“It is December 21, 1964 and things are quiet in the Shenandoah Valley. Gunsmith Horace Burns is heading to Fishersville from Staunton on Route 250 when his vehicle breaks down. What he is about to see will change the Valley for the next 6 months.”
The Staunton News Leader is the leader in unearthing this story, and reporter Jacob Fife did an excellent jobthis week. Fishersville is a small city in the Shenandoah Valley area of north central Virginia. While Fife says the incident was well covered by the media in the surrounding areas, he decided to go with the UFO Investigation conducted at the time by an organization called the “Flying Saucer Investigation Committee”, possibly an early group of UFO investigators. . This was said to be based in Akron, Ohio, a few hundred miles from Fishersville. That report stated that Mr. Burns claimed that around 5:00 pm he saw a flying metallic object coming from the north. As he passed his car, the engine died and the car “stopped abnormally quickly.” At that moment, all he could do was go outside and watch as the metallic object landed in a field about 100 yards from him. He later described it as “125 feet in diameter and 80 to 90 feet high” and shaped like a solid beehive with no windows, doors, wings, or seams. (A drawing based on that description made by a researcher who interviewed Burns .) Burns said he saw the craft as it “rested for 60 or 90 seconds,” then heard a “hissing” sound as it lifted off and flew northeast. A quick glance at a map will tell you that this is the direction for Washington DC. Coincidence
There were no cell phones and few pocket cameras in 1964. Could it have looked like this?

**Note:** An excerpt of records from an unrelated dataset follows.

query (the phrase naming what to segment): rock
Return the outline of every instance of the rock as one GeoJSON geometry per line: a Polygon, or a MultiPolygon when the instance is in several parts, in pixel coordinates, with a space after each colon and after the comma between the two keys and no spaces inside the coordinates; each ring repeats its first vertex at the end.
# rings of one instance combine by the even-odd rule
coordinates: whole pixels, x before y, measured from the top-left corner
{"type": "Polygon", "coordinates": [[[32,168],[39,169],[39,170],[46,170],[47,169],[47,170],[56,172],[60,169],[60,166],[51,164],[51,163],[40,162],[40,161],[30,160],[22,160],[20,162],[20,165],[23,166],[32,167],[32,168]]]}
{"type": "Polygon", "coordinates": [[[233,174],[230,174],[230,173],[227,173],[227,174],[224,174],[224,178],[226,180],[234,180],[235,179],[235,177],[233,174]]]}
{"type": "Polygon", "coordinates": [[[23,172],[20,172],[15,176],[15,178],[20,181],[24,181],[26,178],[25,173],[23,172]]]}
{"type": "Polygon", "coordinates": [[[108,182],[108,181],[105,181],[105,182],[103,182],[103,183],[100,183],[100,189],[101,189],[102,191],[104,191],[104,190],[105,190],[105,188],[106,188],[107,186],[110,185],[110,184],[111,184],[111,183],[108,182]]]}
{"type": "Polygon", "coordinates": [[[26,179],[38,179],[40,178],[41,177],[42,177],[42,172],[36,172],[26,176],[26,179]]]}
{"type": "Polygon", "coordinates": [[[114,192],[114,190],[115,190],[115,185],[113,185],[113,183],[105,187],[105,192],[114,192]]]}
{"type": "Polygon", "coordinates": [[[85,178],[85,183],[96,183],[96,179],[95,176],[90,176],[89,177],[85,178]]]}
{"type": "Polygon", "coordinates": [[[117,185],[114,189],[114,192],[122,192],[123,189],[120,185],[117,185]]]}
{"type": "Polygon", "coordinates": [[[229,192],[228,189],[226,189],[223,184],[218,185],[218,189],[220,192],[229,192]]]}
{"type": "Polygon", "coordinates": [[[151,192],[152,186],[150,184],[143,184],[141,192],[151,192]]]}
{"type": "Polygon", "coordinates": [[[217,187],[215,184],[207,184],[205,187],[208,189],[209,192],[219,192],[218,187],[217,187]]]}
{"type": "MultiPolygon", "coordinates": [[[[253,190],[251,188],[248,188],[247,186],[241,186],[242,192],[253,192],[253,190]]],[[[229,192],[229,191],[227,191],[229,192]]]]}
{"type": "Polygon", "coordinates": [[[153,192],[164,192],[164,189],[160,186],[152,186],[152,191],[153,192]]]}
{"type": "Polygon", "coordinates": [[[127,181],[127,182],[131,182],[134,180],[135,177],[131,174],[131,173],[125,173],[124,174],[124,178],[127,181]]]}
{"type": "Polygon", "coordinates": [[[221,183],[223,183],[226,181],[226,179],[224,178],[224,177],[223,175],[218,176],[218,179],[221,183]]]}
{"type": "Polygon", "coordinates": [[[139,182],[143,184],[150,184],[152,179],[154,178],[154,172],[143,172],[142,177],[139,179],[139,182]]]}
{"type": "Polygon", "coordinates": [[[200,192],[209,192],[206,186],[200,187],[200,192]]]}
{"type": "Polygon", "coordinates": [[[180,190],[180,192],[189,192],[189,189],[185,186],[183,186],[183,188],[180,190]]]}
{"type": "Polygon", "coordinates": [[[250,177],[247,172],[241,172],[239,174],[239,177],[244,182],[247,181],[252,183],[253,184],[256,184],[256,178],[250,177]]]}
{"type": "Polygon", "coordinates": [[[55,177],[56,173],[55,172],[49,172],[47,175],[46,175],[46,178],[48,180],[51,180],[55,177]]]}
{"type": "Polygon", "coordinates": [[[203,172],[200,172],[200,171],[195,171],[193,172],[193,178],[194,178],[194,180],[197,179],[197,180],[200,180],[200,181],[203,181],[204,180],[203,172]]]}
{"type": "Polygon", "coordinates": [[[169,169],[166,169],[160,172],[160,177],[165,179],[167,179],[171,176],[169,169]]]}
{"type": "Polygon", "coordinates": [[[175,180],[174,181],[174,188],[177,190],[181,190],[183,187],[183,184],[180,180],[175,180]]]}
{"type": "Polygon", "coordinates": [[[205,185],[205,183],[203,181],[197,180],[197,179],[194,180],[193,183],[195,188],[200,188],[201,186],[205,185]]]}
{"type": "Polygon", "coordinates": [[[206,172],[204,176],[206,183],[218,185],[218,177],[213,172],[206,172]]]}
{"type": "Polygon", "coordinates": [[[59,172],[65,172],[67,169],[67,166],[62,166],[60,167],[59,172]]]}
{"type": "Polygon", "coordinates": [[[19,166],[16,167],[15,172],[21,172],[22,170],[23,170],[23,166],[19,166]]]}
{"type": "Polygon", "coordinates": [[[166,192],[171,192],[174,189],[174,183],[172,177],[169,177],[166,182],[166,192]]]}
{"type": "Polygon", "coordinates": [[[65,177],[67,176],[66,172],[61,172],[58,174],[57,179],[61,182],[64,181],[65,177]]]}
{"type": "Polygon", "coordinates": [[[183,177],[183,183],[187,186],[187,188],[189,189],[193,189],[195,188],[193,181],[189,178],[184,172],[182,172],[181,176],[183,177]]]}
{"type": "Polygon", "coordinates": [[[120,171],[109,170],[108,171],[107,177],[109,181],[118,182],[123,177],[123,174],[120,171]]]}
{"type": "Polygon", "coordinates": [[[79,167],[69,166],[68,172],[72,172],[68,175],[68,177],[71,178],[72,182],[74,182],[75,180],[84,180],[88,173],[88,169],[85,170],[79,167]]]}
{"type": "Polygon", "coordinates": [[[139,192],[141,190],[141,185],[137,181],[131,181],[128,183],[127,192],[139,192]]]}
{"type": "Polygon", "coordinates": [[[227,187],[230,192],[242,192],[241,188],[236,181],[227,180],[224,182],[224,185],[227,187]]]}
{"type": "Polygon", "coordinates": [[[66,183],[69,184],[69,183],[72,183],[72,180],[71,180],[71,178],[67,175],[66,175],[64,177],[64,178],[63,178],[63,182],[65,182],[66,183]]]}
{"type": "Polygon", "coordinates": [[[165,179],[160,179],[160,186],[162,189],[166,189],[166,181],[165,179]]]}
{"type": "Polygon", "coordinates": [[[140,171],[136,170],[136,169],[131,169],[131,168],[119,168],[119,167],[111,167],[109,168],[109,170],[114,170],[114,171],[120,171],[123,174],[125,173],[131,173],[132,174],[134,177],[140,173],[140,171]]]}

“I can’t help but feel that these sightings have prophetic significance.”
Things quickly turned chaotic for Horace Burns. About the only thing that worked was his car, which he immediately started so he could drive home and tell his wife what he saw. He didn’t tell anyone else until a few days later, when he was watching TV and heard about a UFO club at Eastern Mennonite College in Harrisonburg, Virginia. After hearing the story, EMU professor and UFO Researchers Club president Ernest Gehman arrived in Fishersville with a Geiger counter and went to the field. Despite being almost ten days later, the counter was said to have registered a great deal of activity of more than 60,000 counts per minute. A religious man, Gehman said in a later interview that these sightings (yes, there have been more since Burns) “could possibly predict the second coming of Christ.”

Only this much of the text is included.